Fair comment or an organization too pleased with itself? Mark Falcon is an anti-trust economist, whose organization Zephyre is co-leading a review of UK payment systems. He says
Unlike lending, savings, or insurance, payments are driven by network effects. A two-sided market, like a phone call: every payment always has two customers. This means that the value of the payment method depends on how widely it can be used by how many others. This makes payments essentially a network utility, just like telecoms and other regulated utilities. But this often gets forgotten.
The economics of payment systems are very different from those of other financial services, and the network effect means that payment systems have a tendency towards a natural monopoly or at best, indirect competition. This is why the UK government established the Payment Systems Regulator [PSR] as a utility regulator. [In establishing the PSR] the government highlighted the problem of anti-competitive and inefficient wholesale pricing and payments markets. Again, this has the analog of access pricing in telecoms networks, such as wholesale pricing in broadband, but the importance of payments gets forgotten.
As of last week, Visa and MasterCard are now the largest financial services firms in the world. Larger each than any bank, behind only the largest tech giants, with a combined market capitalisation of a billion dollars, just short of Google. That's what happens to unregulated platform businesses, they make very large profits.
In Falcon’s view, there is a war on cash and regulators have, to date, failed to intervene sufficiently in the market – conceivably due to the need to keep the economy ticking over in the lockdown:
One particular concern is the current scheme’s war on cash. This is effectively a war on the most vulnerable consumers and businesses, especially at the current time with the impact of the pandemic.
The Access to Cash review rightly called for a guarantee on access to cash and an obligation on banks to provide suitable cash access to their customers. But, in my view, the Access to Cash panel was wrong to say that UK regulators have no legal powers to require banks to give their customers appropriate access to cash, and shops the ability to deposit cash. This is wrong because Parliament gave the PSR express powers.
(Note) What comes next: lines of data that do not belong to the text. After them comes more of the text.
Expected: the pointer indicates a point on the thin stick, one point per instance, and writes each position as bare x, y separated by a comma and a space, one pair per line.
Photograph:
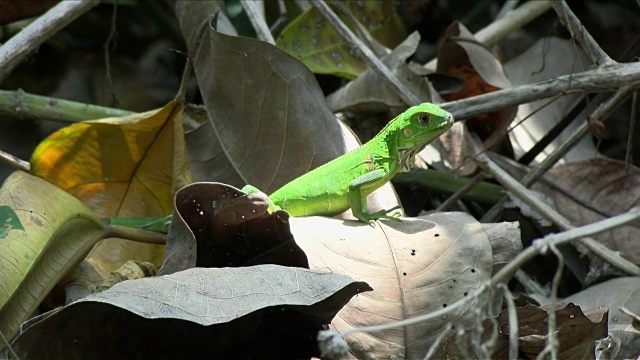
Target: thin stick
514, 20
610, 78
601, 113
16, 49
550, 214
14, 162
365, 54
632, 121
22, 105
138, 235
580, 34
257, 20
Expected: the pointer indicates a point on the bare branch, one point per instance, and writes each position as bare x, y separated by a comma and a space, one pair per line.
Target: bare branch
365, 54
580, 33
30, 38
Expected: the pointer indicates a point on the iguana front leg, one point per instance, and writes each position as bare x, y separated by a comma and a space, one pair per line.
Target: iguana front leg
358, 199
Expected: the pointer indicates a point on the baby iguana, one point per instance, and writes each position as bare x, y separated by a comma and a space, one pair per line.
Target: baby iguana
346, 182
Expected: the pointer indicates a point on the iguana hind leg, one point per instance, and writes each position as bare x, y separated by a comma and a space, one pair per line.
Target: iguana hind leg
250, 189
358, 199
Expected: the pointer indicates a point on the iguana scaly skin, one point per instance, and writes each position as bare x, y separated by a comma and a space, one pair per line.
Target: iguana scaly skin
347, 181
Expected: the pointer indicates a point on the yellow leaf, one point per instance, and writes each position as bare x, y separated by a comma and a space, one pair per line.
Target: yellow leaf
119, 167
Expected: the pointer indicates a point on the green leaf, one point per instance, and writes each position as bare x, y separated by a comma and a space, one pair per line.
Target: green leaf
8, 221
312, 40
57, 233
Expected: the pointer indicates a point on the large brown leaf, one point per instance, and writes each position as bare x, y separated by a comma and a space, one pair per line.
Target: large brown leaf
266, 108
263, 311
217, 225
414, 266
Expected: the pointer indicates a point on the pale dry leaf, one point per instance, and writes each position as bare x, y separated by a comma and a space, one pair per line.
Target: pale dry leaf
414, 266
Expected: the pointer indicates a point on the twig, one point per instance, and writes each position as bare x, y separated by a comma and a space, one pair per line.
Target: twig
552, 344
461, 192
365, 54
550, 214
513, 320
632, 122
14, 162
514, 20
5, 342
257, 20
138, 235
580, 34
601, 113
436, 342
610, 78
22, 105
30, 38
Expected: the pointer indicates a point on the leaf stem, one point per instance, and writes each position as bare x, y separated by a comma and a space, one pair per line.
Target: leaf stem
138, 235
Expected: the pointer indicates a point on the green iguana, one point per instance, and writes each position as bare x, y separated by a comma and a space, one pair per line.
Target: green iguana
346, 182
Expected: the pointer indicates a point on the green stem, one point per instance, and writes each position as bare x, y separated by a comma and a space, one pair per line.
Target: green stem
21, 105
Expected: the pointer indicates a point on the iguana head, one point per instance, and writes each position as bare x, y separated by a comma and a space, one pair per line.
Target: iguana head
417, 127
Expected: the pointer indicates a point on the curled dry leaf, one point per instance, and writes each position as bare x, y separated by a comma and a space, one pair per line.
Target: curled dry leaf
258, 311
414, 267
613, 295
269, 122
460, 54
217, 225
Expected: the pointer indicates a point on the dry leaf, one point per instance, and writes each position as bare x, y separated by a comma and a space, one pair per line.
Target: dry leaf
259, 311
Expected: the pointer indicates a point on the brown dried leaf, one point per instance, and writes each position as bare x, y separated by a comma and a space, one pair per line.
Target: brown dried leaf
415, 267
258, 311
217, 225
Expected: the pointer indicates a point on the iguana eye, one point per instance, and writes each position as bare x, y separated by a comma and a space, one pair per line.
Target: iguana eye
423, 118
It’s not right to say that the demise of cash is purely a matter of customer demand, that customers simply choose to use it less. It's also a matter of supply. The industry has a strong incentive to accelerate the demise of cash.”
My take
These issues can only be accentuated by moves in some parts of the world towards establishing national digital currencies – and by some companies, such as Facebook with its Libra concept, to establish stablecoins that could become either proxy digital dollars or mediums of global transaction linked to invisible networks of advertising partners.
Professor Alistair Milne, Professor of Financial Economics at Loughborough University, acknowledged that there is a competition problem in the market, quoting McKinsey figures which suggested that global payments were worth $1.9 trillion in 2018: 2.2% of global GDP.
As Milne explains it, with a conventional settlement, there is a transfer of reserves, whereas in what he called “atomic settlement”, the transfer of reserves is the payment. This will need far greater attention in the UK’s New Payments Architecture (NPA).
With many of us now relying on Visa, MasterCard, and other platforms, such as PayPal, the growing power of a handful of companies in allowing us to continue buying goods and services must be examined anew, once the crisis has passed.
Until then – as with many other areas of our lives – we must be cautious about some elements of the lockdown becoming permanently embedded in our behavior, without consideration of the consequences.